Meet Dr. Luis Tallon: An Experienced Surgeon in Abdominal Hernia and Complex Abdominal Wall Reconstruction.
Dr. Luis Tallon is an experienced surgeon of abdominal hernia and complex abdominal wall reconstruction. He is the Head of the Abdominal Wall Surgery Department at University Hospital Virgen del Rocio since 2019. Dr. Tallon is also the Head of the Outpatient Ambulatory Surgery Center at this University Hospital. Since January 2023 also works as Head of the International Program of Abdominal Wall Surgery at QuironSalud Hospital (Marbella). He has a deep experience in open and laparoscopic approaches. Since 2021 has been accredited as a robotic surgeon for abdominal surgery with the Da Vinci System, performing more than 150 robotic procedures.
Dr. Tallon has more than 15 years of experience in abdominal wall surgery. Since 2013 has specialized in this field. He has performed more than 8.000 operations related to the abdominal hernia.

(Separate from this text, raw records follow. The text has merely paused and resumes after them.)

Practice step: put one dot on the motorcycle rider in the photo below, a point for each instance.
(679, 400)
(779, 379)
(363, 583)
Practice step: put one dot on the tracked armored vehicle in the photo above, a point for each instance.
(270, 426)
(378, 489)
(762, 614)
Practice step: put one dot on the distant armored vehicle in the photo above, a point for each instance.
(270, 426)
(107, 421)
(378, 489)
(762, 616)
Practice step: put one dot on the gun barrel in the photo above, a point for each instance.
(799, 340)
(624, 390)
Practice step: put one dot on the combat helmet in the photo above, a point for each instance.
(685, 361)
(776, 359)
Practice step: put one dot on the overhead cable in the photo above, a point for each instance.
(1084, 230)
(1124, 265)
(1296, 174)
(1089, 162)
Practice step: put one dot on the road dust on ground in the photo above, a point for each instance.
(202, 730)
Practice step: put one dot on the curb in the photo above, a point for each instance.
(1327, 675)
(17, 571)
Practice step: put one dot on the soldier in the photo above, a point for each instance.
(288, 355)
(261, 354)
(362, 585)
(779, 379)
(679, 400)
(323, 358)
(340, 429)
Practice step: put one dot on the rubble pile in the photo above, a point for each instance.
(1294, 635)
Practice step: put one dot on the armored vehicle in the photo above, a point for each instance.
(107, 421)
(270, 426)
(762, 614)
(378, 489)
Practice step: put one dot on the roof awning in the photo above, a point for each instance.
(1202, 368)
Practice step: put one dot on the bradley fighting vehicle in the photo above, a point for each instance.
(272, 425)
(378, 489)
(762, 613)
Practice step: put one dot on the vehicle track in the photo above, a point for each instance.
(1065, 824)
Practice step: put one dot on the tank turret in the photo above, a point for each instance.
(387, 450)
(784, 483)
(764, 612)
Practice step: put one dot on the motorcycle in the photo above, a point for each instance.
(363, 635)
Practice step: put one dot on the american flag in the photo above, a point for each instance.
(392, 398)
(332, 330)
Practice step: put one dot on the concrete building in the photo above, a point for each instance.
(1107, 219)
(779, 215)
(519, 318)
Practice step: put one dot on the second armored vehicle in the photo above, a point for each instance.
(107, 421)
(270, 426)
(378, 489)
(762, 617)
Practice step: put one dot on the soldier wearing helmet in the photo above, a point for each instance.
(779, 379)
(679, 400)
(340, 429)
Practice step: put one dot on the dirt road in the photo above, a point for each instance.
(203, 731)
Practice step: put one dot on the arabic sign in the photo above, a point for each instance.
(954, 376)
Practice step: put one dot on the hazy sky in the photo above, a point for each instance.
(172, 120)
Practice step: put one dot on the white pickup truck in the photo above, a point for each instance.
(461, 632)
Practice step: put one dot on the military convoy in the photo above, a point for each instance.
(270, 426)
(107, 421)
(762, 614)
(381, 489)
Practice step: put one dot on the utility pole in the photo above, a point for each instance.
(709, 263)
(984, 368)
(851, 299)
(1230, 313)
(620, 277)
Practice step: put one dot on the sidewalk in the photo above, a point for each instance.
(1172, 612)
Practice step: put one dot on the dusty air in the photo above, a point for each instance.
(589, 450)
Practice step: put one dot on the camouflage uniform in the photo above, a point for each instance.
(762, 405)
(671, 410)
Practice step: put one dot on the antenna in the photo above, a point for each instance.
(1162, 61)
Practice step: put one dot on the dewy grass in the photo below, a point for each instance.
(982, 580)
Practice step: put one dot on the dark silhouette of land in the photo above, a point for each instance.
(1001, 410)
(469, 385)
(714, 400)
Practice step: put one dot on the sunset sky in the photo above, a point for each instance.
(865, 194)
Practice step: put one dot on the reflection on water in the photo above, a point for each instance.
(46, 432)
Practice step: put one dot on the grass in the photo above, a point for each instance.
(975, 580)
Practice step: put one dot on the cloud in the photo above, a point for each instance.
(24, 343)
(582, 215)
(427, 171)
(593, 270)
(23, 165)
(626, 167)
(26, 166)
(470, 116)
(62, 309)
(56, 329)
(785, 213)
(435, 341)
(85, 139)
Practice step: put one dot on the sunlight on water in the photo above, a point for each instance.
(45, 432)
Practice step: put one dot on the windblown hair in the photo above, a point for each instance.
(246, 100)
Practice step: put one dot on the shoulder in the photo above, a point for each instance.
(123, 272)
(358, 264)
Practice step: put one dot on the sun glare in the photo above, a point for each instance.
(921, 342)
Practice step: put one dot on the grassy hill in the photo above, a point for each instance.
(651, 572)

Dr. Tallon is an Associate Professor of Surgery at the University of Seville and takes part on the Board of the Spanish chapter of Abdominal Wall and Ambulatory Surgery of the Spanish Association of Surgeons. Regarding the international research registry, Dr. Tallon has published 66 high-quality scientific papers.
Marbella Hospital – a combination of healthcare and tourism
Quirónsalud Marbella Hospital has modern and comfortable facilities aimed at guaranteeing the highest level of well-being to patients and their relatives, combining personalized care and the high quality of its medical service with the support of the latest technology. Quirónsalud Marbella is located in the heart of the Costa del Sol, a main tourist resort, which provides the project with an international dimension as it receives visitors from all over the world. Situated right in front of the beach and next to the fishing port of Marbella, most rooms are facing south and overlooking the sea, turning it into a centre with unique characteristics on the Costa del Sol.